El mal que somos

Aquí está la lección que les habla sobre todo a los reformistas tímidos, a esos miembros de la élite económica que hoy quieren algo mejor y acaso reconocen el problema, pero aunque se atrevan a verse en el espejo no alcanzan a dar el mea culpa como clase y como grupo de interés.

El comisionado Velásquez de la Cicig y la fiscal Duarte del MP están de buena racha. Como en las mejores telenovelas, con precisión destapan un nuevo escándalo cada vez que hace falta, ya para levantar el ánimo de los ciudadanos que protestan, ya para reducir a la canalla política cuando esta piensa que tiene ganada la partida.

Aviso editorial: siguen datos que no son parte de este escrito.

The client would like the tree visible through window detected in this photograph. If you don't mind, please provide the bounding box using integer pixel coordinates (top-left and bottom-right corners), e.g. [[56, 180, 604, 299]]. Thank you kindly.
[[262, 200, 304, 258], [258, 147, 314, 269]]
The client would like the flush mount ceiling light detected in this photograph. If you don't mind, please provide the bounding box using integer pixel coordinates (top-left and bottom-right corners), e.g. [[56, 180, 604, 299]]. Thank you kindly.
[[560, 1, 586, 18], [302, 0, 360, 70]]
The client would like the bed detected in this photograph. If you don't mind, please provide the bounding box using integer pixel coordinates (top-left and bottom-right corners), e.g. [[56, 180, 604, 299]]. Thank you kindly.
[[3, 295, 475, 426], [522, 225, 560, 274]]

Hay que admitir que los políticos y el poder económico se la pusieron fácil. Con buena técnica investigativa, paciencia prudente y persistencia de hierro —notables aportes de Velásquez a la Cicig y a la justicia guatemalteca—, examinar casi cualquiera de los negocios políticos iba a rendir la podredumbre encontrada.

Esta constatación, de que en nuestra sociedad la corrupción es generalizada, es tal vez la lección más desoladora que deja el informe de la Cicig sobre el financiamiento de la política en Guatemala. Ya conocíamos a los capos criminales, esos que hoy se encaraman en las tarimas de campaña y se atreven a amenazar con insolencia a la justicia. Ya intuíamos los vínculos entre empresas, diputados y partidos. Pero el informe desnuda que en cada municipio, en cada localidad donde la política y el dinero se dieron la mano sin control, también encontraron a un guatemalteco presto a aprovechar las circunstancias y armar su pequeña o gran mafia. En una irónica perversión de la democracia: cualquiera podía ser mafioso. Bastaba nomás con carecer de escrúpulos. ¡Y no faltaron voluntarios!

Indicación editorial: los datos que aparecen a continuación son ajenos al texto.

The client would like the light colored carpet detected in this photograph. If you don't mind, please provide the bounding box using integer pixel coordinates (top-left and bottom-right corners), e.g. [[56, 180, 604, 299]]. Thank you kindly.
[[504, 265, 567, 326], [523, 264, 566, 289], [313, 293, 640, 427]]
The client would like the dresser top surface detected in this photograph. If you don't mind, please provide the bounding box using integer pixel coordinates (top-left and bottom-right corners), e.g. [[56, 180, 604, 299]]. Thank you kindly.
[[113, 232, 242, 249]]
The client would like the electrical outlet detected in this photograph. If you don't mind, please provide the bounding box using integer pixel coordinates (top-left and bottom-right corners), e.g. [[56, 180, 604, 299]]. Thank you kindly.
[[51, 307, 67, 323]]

Lo que desnuda la documentación de la Cicig, lo que algunos no querrán entender, es que aquí no hay algo que salvar, como si alguna vez hubiéramos sido buenos. La maña, el engaño, el afán de aprovecharse, la mentira como táctica de vida ya estaban allí, en lo cotidiano, esperando su oportunidad. Nuestra democracia ingenua se construyó en 1986 en nombre de las mejores intenciones, pero sin transparencia, sin justicia y bajo la tutela de patronos interesados. Fue el abono perfecto para que creciera la corrupción.

Los hallazgos obligan incluso a cuestionar nuestras explicaciones históricas. Nos acostumbramos a pensar que la Revolución de octubre falló cuando se la revirtió en 1954. Pero tendríamos que admitir más bien que su problema estuvo en el inicio, justo por no haber alcanzado a liquidar el caciquismo local, la componenda opaca entre empresarios y políticos, la mafia militar: tres cánceres que siguieron creciendo solapadamente durante la década revolucionaria y desaforadamente tras la caída de Árbenz, durante la guerra y ya en democracia.

Aquí está la lección contemporánea que les habla sobre todo a los reformistas tímidos, a esos miembros de la élite económica que hoy quieren algo mejor y acaso reconocen el problema, pero aunque se atrevan a verse en el espejo no alcanzan a dar el mea culpa como clase y como grupo de interés. Por seis décadas quisieron tener gobiernos hechos a su medida. Se conformaron con una política falsa, de líderes comprados, y con ello mandaron la señal que otros entendieron muy bien: aquí política es igual que negocio, y partido es igual que empresa. Pero no se puede tenerlo todo. Como en los clásicos de horror, el engendro cobró vida y empezó a velar por sus propios intereses antes que por los de sus amos. Hasta que Iván Velásquez lo desnudó de un tirón.

Hoy, desde las calles tenemos una nueva oportunidad para enderezar el camino, pero hacerlo exige evitar los errores del pasado. Volteando el lugar común, entendamos que ser parte de la solución exige primero reconocernos parte del problema. ¿De dónde piensa que salió el electorado de Pérez Molina y sale el de Baldizón? Por el lado ciudadano, admitamos que esa miríada de alcaldes y concejales corruptos, diputados distritales, empresarios locales transeros y activistas de la política sucia son como nosotros, podríamos ser nosotros mismos. Empecemos admitiendo que el mañoso no es listo o chispudo, sino un vulgar aprovechado. Y sobre todo empecemos por denunciarlo.

Por el lado de la avanzada entre la élite económica tendrá que venir el reconocimiento, de una buena vez, de que el problema empezó con ellos. Su ánimo redentor es incompatible con la ingrata disciplina de clase, que hace más daño que bien, incluso a sus propias intenciones modernizantes. No alcanza con señalar a otros: deben señalarse a sí mismos. Se acostumbraron a tenerlo todo, pero hoy les valdría recordar las palabras de Richards y Jagger: «No siempre puedes obtener lo que quieres, / pero a veces, si lo intentas, descubres / que consigues lo que necesitas».